First we create and load up our stylesheet via the XslCompiledTransform class.  We also load up our input data into an XPathDocument object.  The key here is that we have to provide a map for the methods in our Extension Object, which we do with using the System.Xml.Xsl.XsltArgumentList object.  Register the Extension Object by calling AddExtensionObject and provide the namespace you want to use for mapping and an instance of the extension object.  Then call the transform method on the XslCompiledTransform class and pass along the XsltArugmentList instance. 

Below is the full stylesheet used when I added the extension object:

<?xml version="1.0" encoding="utf-8"?>
<xsl:stylesheet version="1.0" xmlns:xsl="http://www.w3.org/1999/XSL/Transform"
    xmlns:scr=http://www.myNamespace>
    <xsl:output method="xml" indent="yes"/>
 
    <xsl:template match="example">
        <xsl:element name="root">
            <xsl:apply-templates select="//myDate"></xsl:apply-templates>
        </xsl:element>
    </xsl:template>
 
    <xsl:template match="myDate">
        <xsl:element name="formattedDate">
            <xsl:value-of select="scr:FormatDateString(./text())" />
        </xsl:element>
    </xsl:template>
 
 
</xsl:stylesheet>

Note that the msxml namespace reference is not included, but that our custom namespace is.  The “http://www.myNamespace” is our mapping key.  Back in the module code above you’ll see that when we call AddExtensionObject we include this namespace.  The parser will then map this namespace to the methods within the extension object.  So when the parser see scr:FormatDateString in the stylesheet it will call the FormatDateString method in our FormatMethods class.

My example is very weak since I’m just dealing with formatting a date, but the technique is there for whatever you need to do.  A few benefits I see with using extension objects:

  • More concise code in both your helper functions within the Extension Object and in your stylesheets.
  • Share commonly used functions across stylesheets.
  • Have the fun functionality of the .Net Framework inside your transforms, just be aware of what your doing.
  • And the #1 benefit (IMO): Better unit testing of your functions.  I can easily create a unit test around the FormatDateString function and ensure it is doing what I want it to.  This is much easier than trying to test code that is trapped inside a script tag within a stylesheet.

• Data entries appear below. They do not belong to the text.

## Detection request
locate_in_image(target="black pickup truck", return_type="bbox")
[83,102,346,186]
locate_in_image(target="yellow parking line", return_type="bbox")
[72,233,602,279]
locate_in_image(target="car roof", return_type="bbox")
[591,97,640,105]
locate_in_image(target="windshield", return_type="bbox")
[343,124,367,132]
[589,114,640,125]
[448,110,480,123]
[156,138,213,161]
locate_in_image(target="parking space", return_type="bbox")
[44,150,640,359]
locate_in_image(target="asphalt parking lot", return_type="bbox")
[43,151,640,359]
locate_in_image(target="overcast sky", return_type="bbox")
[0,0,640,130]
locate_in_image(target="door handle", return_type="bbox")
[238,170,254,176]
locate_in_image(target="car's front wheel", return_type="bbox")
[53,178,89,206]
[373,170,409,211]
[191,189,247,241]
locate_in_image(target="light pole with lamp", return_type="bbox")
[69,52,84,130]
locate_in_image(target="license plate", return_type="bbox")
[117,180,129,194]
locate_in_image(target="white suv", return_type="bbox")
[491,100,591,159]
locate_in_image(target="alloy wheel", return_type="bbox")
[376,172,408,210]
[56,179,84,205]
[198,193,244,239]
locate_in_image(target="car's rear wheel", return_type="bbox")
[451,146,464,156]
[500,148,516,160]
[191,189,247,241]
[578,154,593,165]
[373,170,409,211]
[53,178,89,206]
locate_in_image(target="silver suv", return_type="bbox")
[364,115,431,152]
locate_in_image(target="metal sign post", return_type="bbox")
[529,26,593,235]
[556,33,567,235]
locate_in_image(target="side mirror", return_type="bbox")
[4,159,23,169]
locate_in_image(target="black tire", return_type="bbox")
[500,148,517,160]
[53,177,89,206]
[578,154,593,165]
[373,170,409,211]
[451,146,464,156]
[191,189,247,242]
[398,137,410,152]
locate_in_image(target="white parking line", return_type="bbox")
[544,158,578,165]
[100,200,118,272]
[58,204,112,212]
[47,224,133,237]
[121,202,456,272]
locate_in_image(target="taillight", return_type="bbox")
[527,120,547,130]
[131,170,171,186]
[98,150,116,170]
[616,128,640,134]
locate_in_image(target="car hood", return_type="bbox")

This is a cool tool to put in your toolbox for when you need to share some code between stylesheets.  Be aware of what you are doing with it and as always, check the performance of your project.  Be aware if what you are doing within the extension objects is causing memory bloat or other side effects. 

Security Note: The use of Extension objects requires Full Trust.  Bummer. Something to keep in mind.

Reader’s Note: Do not confuse Extension Objects for XSLT with the new Extension Methods features in .Net.  They are completely different.

All code compiled and tested using VS.Net 2008 targeting the .Net 2.0 Framework.